Even these small files in the table will create performance issues so create another table(i.e final table) and
insert overwrite finaltable select * from staging table order by <fileld> //now we are going to create only one file in the final table.if you are having millions of records then you need to use other than order by clause to initialize more than one reducer.
(or)
Merge small files in local
Merging files into one big file
[bash $] cat file-name1 file-name2 file-name3 > merge.txt //or we can even use wild cards in filenames also
Now we are creating one merge.txt file by merging all the files into one.
Once you merge all the files then move the merged file into hadoop directory then create table on top of moved directory (or) by using load data local inpath <merged-file-path> into table <table-name>;
(or)
By Using NiFi
Use List and Fetch File processors (or) GetFile processor to fetch local files into NiFi and then Use MergeContent processor to merge small files into one big file based on your required maximum size then store the file into HDFS using PutHDFS processor.

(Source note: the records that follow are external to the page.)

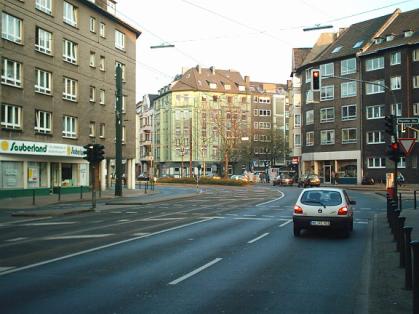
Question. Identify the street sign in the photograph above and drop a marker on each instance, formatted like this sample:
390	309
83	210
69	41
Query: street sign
407	144
414	120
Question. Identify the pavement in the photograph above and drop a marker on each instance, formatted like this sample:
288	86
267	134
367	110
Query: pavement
384	280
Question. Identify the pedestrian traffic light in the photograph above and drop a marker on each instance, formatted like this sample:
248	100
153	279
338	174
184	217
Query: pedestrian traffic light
88	152
390	125
315	80
98	152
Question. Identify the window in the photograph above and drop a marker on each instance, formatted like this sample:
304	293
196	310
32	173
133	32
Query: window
102	30
70	89
11	116
348	112
375	112
92	128
43	81
297	120
70	14
43	122
69	127
102	130
396	82
69	51
374	64
348	66
102	97
11	73
11	28
327	137
348	89
92	94
43	41
92	59
309	117
310	138
416	81
327	69
327	92
92	24
327	115
395	58
375	137
396	109
375	89
297	140
349	136
102	63
119	40
44	6
376	162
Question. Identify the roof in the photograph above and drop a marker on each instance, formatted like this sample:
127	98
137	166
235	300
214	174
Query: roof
407	21
199	79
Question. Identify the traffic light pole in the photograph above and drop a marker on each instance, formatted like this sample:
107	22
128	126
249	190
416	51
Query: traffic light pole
118	133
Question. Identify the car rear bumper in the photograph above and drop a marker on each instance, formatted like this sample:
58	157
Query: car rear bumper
322	222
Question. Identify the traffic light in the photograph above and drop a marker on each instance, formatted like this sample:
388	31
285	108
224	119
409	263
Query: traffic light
315	80
88	152
98	152
390	125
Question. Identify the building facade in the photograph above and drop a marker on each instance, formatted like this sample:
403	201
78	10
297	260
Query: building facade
58	91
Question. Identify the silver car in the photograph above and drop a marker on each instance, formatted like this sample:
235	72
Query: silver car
323	208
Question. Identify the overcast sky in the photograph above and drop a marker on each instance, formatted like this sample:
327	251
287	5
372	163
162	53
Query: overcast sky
252	37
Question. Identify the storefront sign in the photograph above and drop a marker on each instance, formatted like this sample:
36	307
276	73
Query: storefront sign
38	148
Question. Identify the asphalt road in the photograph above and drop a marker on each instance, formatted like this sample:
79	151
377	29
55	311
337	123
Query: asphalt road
224	251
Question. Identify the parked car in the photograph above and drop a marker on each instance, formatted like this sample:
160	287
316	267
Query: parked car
283	179
309	180
323	208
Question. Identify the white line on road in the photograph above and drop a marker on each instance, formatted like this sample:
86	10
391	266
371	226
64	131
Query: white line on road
99	248
285	223
80	236
258	238
196	271
276	199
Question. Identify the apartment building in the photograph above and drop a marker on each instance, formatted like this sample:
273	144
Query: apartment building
57	90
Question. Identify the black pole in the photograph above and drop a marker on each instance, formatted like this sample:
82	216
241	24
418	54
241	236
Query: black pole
118	132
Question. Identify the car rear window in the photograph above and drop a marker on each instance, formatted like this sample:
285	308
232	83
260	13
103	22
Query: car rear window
323	197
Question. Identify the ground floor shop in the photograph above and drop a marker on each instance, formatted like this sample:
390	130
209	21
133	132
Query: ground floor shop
343	167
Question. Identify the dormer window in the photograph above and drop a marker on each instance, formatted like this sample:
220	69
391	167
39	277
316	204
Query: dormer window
408	33
378	40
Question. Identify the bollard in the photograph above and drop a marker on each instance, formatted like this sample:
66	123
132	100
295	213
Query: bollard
407	258
415	268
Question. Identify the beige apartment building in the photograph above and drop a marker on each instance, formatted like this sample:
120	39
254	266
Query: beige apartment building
57	91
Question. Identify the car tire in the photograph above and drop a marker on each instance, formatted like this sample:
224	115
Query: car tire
297	231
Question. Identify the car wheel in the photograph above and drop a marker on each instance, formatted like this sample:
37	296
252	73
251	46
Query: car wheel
296	231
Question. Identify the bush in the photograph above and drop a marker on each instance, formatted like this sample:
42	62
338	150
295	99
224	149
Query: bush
204	180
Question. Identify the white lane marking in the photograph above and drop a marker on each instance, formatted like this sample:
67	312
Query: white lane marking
99	248
258	238
57	223
194	272
15	239
276	199
80	236
285	223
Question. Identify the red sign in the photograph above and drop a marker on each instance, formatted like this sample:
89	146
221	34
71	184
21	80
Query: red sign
407	144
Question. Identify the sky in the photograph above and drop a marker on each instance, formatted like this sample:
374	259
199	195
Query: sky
253	37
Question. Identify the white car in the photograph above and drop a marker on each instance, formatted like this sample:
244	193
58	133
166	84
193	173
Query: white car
323	208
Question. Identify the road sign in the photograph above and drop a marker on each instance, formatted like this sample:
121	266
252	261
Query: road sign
414	120
407	144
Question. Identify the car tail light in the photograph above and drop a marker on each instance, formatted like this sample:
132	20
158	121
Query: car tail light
343	211
298	209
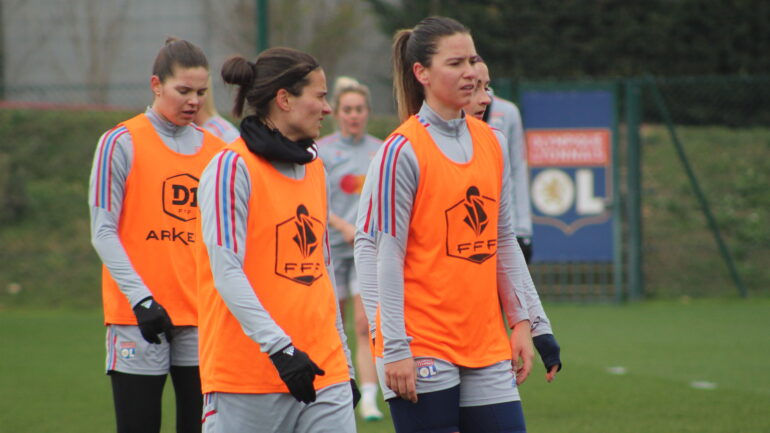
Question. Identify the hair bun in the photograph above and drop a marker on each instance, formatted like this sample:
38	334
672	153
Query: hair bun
239	71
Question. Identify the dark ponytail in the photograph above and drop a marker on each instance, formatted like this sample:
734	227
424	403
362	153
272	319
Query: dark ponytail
259	82
417	45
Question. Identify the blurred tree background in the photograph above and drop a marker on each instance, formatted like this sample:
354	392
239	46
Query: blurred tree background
574	39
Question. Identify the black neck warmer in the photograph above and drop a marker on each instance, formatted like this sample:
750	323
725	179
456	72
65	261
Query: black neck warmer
274	146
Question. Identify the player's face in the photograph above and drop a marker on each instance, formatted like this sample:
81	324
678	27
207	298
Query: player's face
480	99
352	114
306	111
451	79
179	98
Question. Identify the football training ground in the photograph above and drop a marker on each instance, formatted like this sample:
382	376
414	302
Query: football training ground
675	366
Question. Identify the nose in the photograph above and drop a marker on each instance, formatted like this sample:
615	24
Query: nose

In addition you can use Record Processors to read incoming data and change the output flowfile format then create ORC format files inside NiFi then store the files into HDFS.
References regarding Merge content processor NiFi
https://community.hortonworks.com/questions/64337/apache-nifi-merge-content.html
https://community.hortonworks.com/questions/161827/mergeprocessor-nifi-using-the-correlation-attribu...
References regarding record oriented processor
-
If the Answer addressed your question, Click on Accept button below to accept the answer, That would be great help to Community users to find solution quickly for these kind of issues.
Created 05-14-2018 02:14 PM
Great suggestions up there.
We handle this case by dumping small files as ORC in daily partitions and then running Hive ALTER TABLE/PARTITION CONCATENATE very week or so.